Note: After specimen collection, care of puncture site should be consistent with your institution’s procedures.
D. Collection of Blood Sample
- Continuing to grasp the finger, touch the capillary tip of the collection device to the beaded drop of blood.
- Capillary must be held continuously in a horizontal position during specimen collection to prevent air bubbles from forming in the capillary tube.
- Dispense the full capillary of blood (200 – 250 μL) into the microtainer.
- Turn capillary/tube unit immediately to a vertical position to allow the blood in the capillary to flow into the tube.
- Remove capillary with holder at the same time. Close microtainer with attached cap.
- Agitate the specimen to mix the anticoagulant through the blood.
- Label microtainer with patient’s first and last name and date of birth and refrigerate until shipping.
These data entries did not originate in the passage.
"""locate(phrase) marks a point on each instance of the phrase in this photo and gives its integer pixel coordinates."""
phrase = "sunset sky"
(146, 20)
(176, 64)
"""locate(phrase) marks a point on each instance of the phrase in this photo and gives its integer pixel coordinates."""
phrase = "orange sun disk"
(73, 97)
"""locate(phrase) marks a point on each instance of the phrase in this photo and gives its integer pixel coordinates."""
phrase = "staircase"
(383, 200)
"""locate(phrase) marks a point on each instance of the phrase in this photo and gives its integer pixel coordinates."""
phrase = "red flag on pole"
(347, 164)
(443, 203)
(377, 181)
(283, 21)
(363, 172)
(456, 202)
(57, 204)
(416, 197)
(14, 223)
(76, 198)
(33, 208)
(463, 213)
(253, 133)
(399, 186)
*Laboratory testing will NOT be performed unless the information on the specimen tube exactly matches information on the collection form.
- The Laboratory must receive the specimen within 28 days of collection; however, immediate shipping is recommended to ensure specimen integrity and suitability for analysis.
- If not shipped immediately, store in refrigerator.
Reporting Procedures and Interpretation
Children are classified according to the risk for adverse effects of lead based solely on blood lead measurement. The urgency and type of follow-up required are based on a child’s risk classification.